3. Cerebral Ballzy, S/T CD
Brooklyn thrash punk with a West Coast vibe. They toured with Off! this year and sound like Circle Jerks, Suicidal Tendencies and Sweet Jap from Minneapolis. The licks are tight and Honor Titus’s vocals are more stated then sung with varying degrees of impairment and affectation. (Wanna make an animated musical of The Warriors? Honor's yer man.) But does the world really need songs like “Don’t Tell Me What To Do”? Fuck yeah it does. Young, dumb and tons of fun, this record tops my list of guilty pleasures for 2011.
2. A.A. Bondy, Believers MP3
Alabama alternative rock. Has it finally happened? Has “the great mellowing” I’ve been afraid of finally struck? Let’s see. I missed a gang of shows this year. The top two records on my list are super mellow. And an alternative rock record made its way into permanent rotation on my turntable. That sounds pretty mellow to me. But when I saw A.A. Bondy play a packed house at the Casbah on a Wednesday night I had an inkling I was seeing something special. The music didn’t bowl me over, but the sound was so lush and textured I knew I was going to really enjoy getting intimate with this record. And I did.
1. Kurt Vile, Smoke Ring for My Halo 12”
Indie singer songwriter.

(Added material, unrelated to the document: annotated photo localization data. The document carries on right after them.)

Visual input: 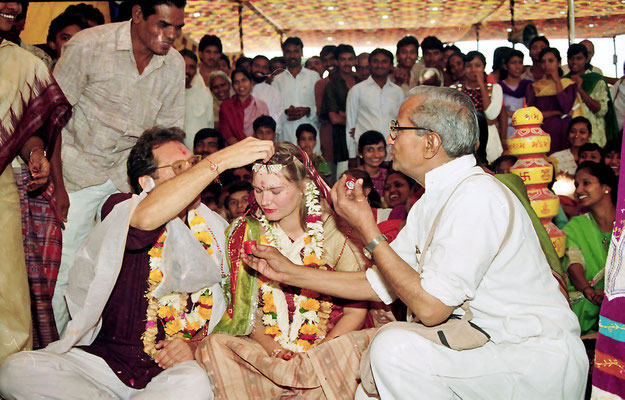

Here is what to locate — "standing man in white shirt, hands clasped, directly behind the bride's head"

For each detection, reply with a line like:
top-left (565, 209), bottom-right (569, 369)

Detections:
top-left (272, 37), bottom-right (321, 153)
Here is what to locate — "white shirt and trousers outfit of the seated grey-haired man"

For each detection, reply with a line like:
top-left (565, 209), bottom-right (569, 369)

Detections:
top-left (367, 155), bottom-right (588, 399)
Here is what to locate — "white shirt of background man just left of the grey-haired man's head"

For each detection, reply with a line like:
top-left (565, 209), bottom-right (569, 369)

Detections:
top-left (345, 77), bottom-right (404, 158)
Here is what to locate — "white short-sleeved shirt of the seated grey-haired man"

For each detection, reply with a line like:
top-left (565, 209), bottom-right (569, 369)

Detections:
top-left (367, 155), bottom-right (580, 343)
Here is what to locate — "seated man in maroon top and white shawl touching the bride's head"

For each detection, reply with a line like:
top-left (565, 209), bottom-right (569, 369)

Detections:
top-left (0, 127), bottom-right (273, 400)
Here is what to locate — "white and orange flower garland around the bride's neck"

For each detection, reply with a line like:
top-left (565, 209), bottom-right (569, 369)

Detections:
top-left (259, 181), bottom-right (332, 353)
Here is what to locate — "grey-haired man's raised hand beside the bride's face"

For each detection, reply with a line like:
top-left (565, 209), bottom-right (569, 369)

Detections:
top-left (330, 175), bottom-right (375, 230)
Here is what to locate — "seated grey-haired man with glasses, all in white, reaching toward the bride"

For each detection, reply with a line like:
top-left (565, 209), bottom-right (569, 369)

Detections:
top-left (243, 86), bottom-right (588, 399)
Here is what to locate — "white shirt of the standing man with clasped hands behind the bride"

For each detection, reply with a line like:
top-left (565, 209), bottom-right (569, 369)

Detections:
top-left (272, 68), bottom-right (321, 153)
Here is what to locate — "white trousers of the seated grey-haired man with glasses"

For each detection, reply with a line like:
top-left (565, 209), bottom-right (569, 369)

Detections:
top-left (356, 329), bottom-right (588, 400)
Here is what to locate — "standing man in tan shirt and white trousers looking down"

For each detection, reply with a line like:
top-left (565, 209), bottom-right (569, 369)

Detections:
top-left (52, 0), bottom-right (186, 335)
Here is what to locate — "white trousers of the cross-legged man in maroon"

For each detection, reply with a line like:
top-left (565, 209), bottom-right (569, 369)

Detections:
top-left (0, 348), bottom-right (213, 400)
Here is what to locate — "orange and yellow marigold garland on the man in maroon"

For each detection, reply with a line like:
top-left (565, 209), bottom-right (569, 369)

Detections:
top-left (141, 210), bottom-right (223, 358)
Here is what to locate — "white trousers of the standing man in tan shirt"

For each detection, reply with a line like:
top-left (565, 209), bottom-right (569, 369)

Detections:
top-left (52, 180), bottom-right (119, 337)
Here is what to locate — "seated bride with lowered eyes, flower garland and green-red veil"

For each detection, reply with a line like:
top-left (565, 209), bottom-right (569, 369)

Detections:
top-left (200, 142), bottom-right (367, 398)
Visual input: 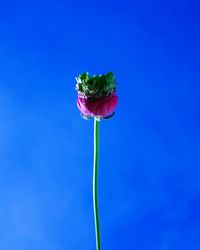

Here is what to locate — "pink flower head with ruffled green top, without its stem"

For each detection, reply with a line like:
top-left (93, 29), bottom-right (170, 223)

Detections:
top-left (76, 72), bottom-right (118, 119)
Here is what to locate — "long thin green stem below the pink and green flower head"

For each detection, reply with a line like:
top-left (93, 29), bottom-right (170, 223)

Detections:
top-left (93, 117), bottom-right (101, 250)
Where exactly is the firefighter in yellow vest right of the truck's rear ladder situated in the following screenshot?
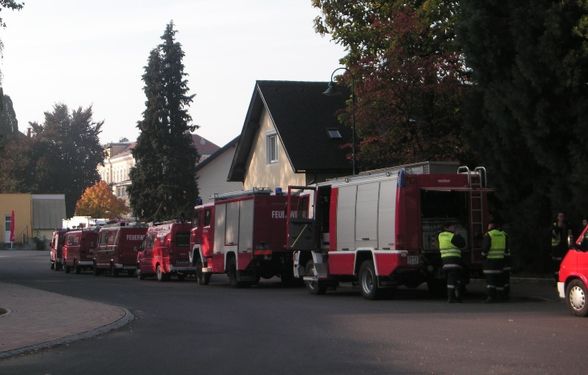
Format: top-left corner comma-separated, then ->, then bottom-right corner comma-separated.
482,220 -> 510,302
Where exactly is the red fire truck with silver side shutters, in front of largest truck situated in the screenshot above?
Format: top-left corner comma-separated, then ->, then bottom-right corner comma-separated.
190,189 -> 293,286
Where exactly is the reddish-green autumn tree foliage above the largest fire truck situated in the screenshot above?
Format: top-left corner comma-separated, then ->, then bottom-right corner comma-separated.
313,0 -> 468,169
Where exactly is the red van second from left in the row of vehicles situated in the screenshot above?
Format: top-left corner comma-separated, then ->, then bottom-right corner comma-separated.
63,229 -> 98,273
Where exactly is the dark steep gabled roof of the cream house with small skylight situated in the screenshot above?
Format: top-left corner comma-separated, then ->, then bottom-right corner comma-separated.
228,81 -> 351,181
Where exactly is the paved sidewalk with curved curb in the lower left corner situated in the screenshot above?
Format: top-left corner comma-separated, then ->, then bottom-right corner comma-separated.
0,283 -> 133,359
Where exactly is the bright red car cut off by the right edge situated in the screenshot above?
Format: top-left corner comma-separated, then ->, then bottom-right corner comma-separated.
557,226 -> 588,316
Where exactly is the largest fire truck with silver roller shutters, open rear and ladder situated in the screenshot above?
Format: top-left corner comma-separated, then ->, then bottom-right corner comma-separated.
287,162 -> 489,299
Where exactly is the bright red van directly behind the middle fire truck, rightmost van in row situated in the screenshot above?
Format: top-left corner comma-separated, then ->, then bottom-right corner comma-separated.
137,222 -> 196,281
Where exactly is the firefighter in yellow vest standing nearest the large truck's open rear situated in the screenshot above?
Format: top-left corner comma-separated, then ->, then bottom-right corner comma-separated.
438,224 -> 465,303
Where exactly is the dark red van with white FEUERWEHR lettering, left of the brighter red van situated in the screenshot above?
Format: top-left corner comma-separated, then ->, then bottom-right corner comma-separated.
94,223 -> 147,276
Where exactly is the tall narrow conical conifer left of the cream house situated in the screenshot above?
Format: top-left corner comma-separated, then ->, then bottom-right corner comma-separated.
129,22 -> 198,220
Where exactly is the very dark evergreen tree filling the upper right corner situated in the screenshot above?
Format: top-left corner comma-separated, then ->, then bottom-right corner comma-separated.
459,0 -> 588,270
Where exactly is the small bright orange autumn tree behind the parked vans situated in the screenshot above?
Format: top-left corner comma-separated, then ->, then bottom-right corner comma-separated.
76,181 -> 129,219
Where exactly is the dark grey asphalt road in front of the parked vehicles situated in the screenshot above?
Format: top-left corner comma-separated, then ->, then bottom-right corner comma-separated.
0,251 -> 588,375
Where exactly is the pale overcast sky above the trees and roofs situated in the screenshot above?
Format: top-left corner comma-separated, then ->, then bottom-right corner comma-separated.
0,0 -> 344,146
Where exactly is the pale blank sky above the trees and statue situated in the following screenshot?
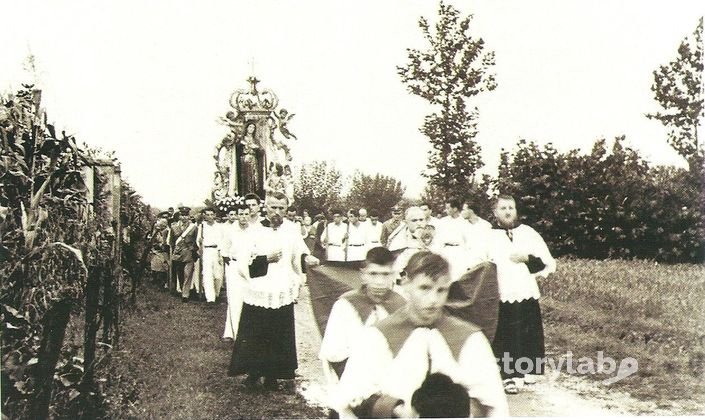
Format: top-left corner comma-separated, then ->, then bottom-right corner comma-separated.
0,0 -> 705,208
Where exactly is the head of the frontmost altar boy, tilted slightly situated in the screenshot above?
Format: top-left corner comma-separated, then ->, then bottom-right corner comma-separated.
403,251 -> 451,326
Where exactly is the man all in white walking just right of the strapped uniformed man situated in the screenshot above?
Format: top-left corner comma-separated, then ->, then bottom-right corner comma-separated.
197,207 -> 223,303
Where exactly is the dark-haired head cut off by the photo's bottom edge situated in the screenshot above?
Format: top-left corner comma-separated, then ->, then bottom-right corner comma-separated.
411,373 -> 470,418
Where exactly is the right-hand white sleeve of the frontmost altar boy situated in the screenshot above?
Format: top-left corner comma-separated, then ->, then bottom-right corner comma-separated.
458,332 -> 509,417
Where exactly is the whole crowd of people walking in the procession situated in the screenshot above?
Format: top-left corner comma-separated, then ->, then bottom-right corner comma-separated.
151,192 -> 556,417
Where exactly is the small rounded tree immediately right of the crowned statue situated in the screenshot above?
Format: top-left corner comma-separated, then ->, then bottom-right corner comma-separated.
294,161 -> 343,214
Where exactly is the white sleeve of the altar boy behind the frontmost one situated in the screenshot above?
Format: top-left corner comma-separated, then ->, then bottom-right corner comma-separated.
318,299 -> 362,363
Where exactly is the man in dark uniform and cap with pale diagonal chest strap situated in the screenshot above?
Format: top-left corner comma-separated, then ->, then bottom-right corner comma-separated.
169,206 -> 198,298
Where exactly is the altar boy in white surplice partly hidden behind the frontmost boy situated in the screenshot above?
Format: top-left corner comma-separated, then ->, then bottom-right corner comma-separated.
318,246 -> 406,385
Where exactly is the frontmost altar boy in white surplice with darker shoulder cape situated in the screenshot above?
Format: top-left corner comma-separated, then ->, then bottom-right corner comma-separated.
336,251 -> 509,418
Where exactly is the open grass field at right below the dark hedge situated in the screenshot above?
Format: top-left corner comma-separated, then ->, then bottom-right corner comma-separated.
540,259 -> 705,406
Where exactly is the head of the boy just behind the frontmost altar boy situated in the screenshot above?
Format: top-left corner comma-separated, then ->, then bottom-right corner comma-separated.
361,246 -> 397,303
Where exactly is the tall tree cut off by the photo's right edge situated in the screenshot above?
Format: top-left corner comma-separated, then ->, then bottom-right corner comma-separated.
646,17 -> 703,163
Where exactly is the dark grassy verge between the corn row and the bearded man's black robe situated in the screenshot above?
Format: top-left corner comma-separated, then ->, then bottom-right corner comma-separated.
102,287 -> 325,419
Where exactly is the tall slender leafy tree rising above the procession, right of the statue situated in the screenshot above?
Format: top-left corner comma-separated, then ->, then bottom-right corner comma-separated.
397,2 -> 497,202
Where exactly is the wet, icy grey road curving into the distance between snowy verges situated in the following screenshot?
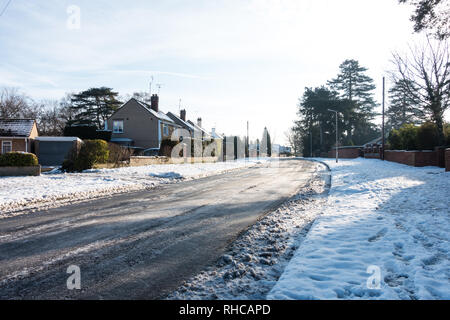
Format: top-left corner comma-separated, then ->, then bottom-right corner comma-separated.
0,160 -> 323,299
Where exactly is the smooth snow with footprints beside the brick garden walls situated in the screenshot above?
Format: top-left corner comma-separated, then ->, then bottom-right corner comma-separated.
267,159 -> 450,299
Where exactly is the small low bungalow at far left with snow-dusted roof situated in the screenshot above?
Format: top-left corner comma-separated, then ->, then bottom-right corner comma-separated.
0,119 -> 39,154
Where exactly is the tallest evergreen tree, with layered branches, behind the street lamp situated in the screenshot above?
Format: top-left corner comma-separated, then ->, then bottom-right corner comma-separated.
328,59 -> 376,143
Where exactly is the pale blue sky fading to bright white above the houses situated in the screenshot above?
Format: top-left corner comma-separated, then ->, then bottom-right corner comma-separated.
0,0 -> 424,143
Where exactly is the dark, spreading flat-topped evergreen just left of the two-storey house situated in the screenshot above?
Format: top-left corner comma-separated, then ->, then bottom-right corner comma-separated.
67,87 -> 122,129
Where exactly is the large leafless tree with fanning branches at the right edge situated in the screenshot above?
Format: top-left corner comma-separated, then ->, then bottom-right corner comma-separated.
391,37 -> 450,145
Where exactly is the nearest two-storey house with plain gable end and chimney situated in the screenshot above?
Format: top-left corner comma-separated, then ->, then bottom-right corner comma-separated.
105,94 -> 181,149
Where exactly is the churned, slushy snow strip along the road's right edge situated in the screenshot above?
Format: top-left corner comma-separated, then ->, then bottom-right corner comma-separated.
167,163 -> 329,300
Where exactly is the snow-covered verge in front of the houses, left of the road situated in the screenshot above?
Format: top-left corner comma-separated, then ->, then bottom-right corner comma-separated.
0,158 -> 268,219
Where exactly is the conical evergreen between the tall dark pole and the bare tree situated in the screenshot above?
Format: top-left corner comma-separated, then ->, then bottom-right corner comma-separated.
386,79 -> 425,130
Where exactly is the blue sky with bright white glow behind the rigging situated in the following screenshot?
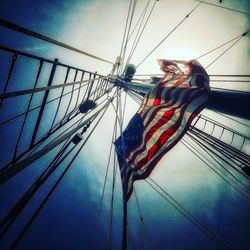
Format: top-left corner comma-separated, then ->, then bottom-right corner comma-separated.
0,0 -> 250,249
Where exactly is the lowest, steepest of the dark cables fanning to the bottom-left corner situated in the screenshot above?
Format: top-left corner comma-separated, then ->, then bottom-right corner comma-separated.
10,94 -> 110,250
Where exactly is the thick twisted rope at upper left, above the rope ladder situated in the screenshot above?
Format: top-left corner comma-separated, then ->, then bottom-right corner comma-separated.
0,18 -> 114,65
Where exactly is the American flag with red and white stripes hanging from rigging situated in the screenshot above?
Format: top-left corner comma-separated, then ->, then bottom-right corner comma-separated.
115,59 -> 209,200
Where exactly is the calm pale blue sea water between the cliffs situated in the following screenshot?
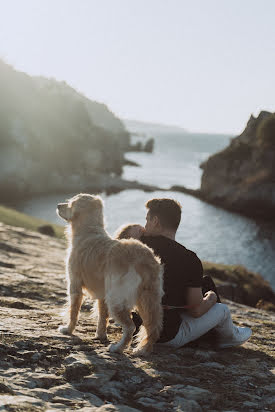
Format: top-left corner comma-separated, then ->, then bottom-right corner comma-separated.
16,128 -> 275,290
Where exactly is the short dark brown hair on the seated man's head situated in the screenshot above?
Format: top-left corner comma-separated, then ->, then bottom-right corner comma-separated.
145,198 -> 181,230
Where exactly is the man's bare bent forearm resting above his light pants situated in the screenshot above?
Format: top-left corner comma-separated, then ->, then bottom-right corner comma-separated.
186,287 -> 217,318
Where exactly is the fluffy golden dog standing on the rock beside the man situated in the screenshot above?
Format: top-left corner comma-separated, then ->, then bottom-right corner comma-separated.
57,194 -> 163,355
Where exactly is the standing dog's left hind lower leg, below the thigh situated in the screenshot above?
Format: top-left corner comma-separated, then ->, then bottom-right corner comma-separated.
109,306 -> 136,353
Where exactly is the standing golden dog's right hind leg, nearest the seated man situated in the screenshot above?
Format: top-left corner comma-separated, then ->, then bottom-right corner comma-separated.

Piqued by an ad for an in-store at M Theory, I picked up the LP and it quickly sank its hooks into me. Vile’s songs are minimal, full of non-sequiturs, and compelling without being catchy, but this record haunts me. There’s a riff in “Ghost Town,” that floats in near the end of the six-minute song, a plaintive echo, there’s not much to it really, but the whole songs builds up to it, so you wait for it and wait for it and when it comes it sticks in your head like a virus and stays there. The in-store was canceled and Vile’s show with Thurston Moore was sold out, so I never got to see him, but I listened to this record more than any other in 2011 so it gets the top slot on my list.